Chaque année, VOICE demande à l’UE d’atteindre davantage de personnes dans le besoin dans le monde en garantissant des financements supplémentaires, flexibles et prévisibles. Nous demandons à l’UE et aux Etats membre d’être des donateurs se basant sur les principes humanitaires et d’allouer des fonds sur la base des besoins humanitaires identifiés plutôt que sur des considérations politiques ou économiques.
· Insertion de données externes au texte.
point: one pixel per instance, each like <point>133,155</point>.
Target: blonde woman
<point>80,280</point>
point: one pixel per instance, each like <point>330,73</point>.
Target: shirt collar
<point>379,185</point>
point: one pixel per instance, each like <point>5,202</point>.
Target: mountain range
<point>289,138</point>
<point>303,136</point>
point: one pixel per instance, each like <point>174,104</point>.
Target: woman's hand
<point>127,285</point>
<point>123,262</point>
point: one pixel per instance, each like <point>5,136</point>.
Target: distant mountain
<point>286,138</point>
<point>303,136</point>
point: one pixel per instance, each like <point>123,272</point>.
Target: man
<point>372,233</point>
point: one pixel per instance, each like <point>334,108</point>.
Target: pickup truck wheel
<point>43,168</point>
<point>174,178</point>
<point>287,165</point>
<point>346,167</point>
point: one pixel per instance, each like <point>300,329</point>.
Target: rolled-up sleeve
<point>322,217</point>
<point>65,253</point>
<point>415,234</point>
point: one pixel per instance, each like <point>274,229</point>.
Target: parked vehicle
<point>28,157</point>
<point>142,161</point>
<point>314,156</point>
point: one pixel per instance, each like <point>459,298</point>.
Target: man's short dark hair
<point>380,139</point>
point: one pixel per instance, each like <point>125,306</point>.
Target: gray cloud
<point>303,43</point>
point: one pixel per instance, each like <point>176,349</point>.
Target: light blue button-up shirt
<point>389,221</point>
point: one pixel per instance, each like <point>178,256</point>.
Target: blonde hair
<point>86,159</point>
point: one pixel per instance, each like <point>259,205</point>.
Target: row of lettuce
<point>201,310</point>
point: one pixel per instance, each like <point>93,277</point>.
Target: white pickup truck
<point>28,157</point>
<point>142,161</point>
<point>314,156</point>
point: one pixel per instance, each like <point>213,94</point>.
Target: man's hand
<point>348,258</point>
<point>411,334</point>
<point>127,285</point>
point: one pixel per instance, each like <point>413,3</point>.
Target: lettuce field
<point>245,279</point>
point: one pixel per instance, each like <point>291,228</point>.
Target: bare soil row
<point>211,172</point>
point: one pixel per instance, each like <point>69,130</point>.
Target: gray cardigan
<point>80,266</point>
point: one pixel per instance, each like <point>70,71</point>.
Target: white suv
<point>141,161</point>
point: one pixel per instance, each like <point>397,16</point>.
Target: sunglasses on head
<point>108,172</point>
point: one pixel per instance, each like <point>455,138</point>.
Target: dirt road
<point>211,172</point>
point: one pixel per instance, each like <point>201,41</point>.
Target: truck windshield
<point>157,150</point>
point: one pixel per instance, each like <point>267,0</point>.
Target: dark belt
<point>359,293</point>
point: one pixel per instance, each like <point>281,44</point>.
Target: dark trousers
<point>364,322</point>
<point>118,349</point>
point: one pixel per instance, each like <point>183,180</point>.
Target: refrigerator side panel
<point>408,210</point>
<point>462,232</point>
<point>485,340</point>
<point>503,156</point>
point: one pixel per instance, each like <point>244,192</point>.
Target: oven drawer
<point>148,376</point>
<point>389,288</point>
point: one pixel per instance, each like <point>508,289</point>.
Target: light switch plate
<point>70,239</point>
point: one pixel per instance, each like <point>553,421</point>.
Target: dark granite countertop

Le conflit en Ukraine a mis en évidence le risque d’application de normes différentes aux crises humanitaires et, plus largement, la nécessité de respecter les principes humanitaires. La rapidité et l’ampleur du financement des donateurs pour la crise ukrainienne ont été remarquables et devraient être reproduites pour toutes les crises humanitaires. Toute personne dans le besoin devrait recevoir une aide humanitaire et une protection juste et équitable.

Des réfugiés ukrainiens marchent sur un pont dans la zone tampon de la frontière avec la Pologne au poste frontière de Zosin-Ustyluh, en Ukraine occidentale, le 6 mars 2022. – Plus de 1,5 million de réfugiés ont fui l’Ukraine dans la semaine qui a suivi l’invasion par les Russes le 24 février 2022, dont plus de la moitié vers la Pologne, selon l’agence des Nations unies pour les réfugiés. (Photo de Daniel LEAL / AFP)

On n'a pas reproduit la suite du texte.